Nicole spadła z roweru, uderzyła twarzą o kawałek wystającego murku. Karetka pogotowia przewiozła ją do szpitala, w którym przeprowadzono badania, a także założono 15 szwów na rozcięty i naderwany fragment wargi. Jeszcze wtedy nie zdawaliśmy sobie sprawy z tego, że konsekwencje wypadku będą tak koszmarne, że minie 6 lat, a Nicole nadal nie będzie mogła się uśmiechać… Rozerwana warga to nie wszystko. Córka połamała stałe górne jedynki i dwójki, które w czasie wypadku dodatkowo wbiły się górne dziąsło, w wyrostek zębodołowy. To był straszny ból, nie tylko fizyczny, ale i psychiczny. Co kilka dni musieliśmy wracać do szpitala, ponieważ Nicole otrzymywała bardzo silne leki przeciwbólowe. Dodatkowo warga była smarowana specjalną maścią ochronną, która miała nie dopuścić do dostania się infekcji.

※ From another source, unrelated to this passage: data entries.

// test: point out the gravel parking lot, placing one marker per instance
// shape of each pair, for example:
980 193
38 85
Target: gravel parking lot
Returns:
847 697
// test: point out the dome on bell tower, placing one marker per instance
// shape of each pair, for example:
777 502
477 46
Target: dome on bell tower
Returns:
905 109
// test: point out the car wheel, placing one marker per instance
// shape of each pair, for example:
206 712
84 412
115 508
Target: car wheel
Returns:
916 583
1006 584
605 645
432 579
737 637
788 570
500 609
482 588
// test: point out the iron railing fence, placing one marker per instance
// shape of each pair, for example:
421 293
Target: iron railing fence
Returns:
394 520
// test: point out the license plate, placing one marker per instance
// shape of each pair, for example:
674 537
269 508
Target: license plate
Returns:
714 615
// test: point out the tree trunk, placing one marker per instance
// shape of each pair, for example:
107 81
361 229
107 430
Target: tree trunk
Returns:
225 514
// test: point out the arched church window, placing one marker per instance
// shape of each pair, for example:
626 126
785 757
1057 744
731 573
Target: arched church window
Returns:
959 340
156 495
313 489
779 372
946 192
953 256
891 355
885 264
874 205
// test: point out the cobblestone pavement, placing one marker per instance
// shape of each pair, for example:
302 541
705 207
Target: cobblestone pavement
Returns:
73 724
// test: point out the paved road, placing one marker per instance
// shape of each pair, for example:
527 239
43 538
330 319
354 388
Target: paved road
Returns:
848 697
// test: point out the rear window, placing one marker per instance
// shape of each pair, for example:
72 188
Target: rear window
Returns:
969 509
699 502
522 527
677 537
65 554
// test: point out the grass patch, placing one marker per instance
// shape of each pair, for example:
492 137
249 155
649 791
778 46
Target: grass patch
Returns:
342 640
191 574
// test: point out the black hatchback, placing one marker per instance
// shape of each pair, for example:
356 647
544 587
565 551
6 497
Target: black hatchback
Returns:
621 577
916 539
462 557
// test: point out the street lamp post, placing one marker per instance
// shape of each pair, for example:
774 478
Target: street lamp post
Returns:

Lekarze długo zwlekali z rozpoczęciem profesjonalnego leczenia, tkanki miękkie goiły się bardzo długo. Jeździliśmy od jednego do drugiego specjalisty, by znaleźć kogoś, kto naprawdę pomoże naszej córce. Dużo czasu upłynęło, zanim zdecydowano o założeniu aparatu ortodontycznego. Niestety, wcześniej nie zbadano stanu kości, która była dziurawa, dlatego cały ten czas tak naprawdę został zmarnowany. Cenne dni, tygodnie, miesiące zmarnowano tylko dlatego, że nikt wcześniej nie zbadał stanu kości…
Dopiero w tym roku, dotarliśmy do specjalistycznej kliniki w Gnieźnie, gdzie nie tylko dokonano profesjonalnych badań, postawiono właściwą diagnozę, ale przede wszystkim rozpoczęto leczenie, które daje szansę, że Nicole odzyska poczucie własnej wartości, bo znów będzie mogła się pięknie uśmiechać. Dziś nasza wiedza jest pełniejsza, jesteśmy pod opieką kliniki, która z sercem podchodzi do pacjenta.

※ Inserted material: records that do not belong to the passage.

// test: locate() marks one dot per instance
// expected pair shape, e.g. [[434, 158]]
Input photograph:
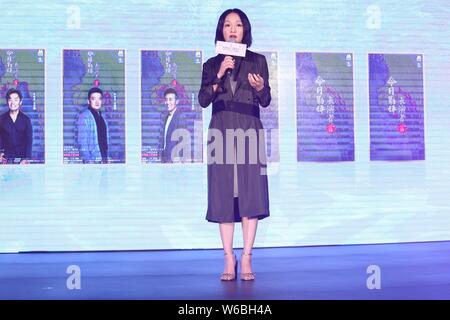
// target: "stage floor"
[[408, 271]]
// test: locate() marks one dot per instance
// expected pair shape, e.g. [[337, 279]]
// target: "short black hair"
[[170, 90], [11, 91], [94, 90], [247, 38]]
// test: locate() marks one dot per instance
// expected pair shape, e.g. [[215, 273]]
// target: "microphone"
[[229, 70]]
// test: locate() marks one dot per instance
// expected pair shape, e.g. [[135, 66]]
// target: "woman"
[[237, 188]]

Wiemy, że tak o swoim dziecku mówi każdy rodzic, ale to naprawdę cudowna, wrażliwa i ambitna dziewczyna. Po wypadku znacznie ograniczyła spotkania z rówieśnikami, ponieważ te często kończyły się dla niej wieloma nieprzyjemnościami. Dzieci śmiały się z jej wyglądu, a wtedy nam łzy same napływały do oczu…

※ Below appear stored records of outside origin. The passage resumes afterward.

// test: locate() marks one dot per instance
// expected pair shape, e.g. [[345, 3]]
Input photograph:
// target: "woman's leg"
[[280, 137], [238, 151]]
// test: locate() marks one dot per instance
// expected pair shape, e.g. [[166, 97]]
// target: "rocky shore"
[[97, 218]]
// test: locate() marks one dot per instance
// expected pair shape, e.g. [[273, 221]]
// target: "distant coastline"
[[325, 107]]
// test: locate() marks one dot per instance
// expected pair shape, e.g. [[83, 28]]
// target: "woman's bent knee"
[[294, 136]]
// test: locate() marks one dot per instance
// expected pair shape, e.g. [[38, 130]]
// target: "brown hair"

Jej największym marzeniem jest uśmiechać się pełną buzią, odzyskać utracone lata i zdrowie. Nicole jest jedną z tych osób, które jako dziecko doświadczyła cierpienia z powodu wypadku i wyglądu… Dziś powoli wchodzi w dorosłe życie, pragnie akceptacji tak jak każdy z nas. Wiemy, że w jedności jest ogromna siła, która pozwoli zdobyć pieniądze na leczenie naszej córki. Prosimy o pomoc, wierząc, że dane dobro naprawdę wraca!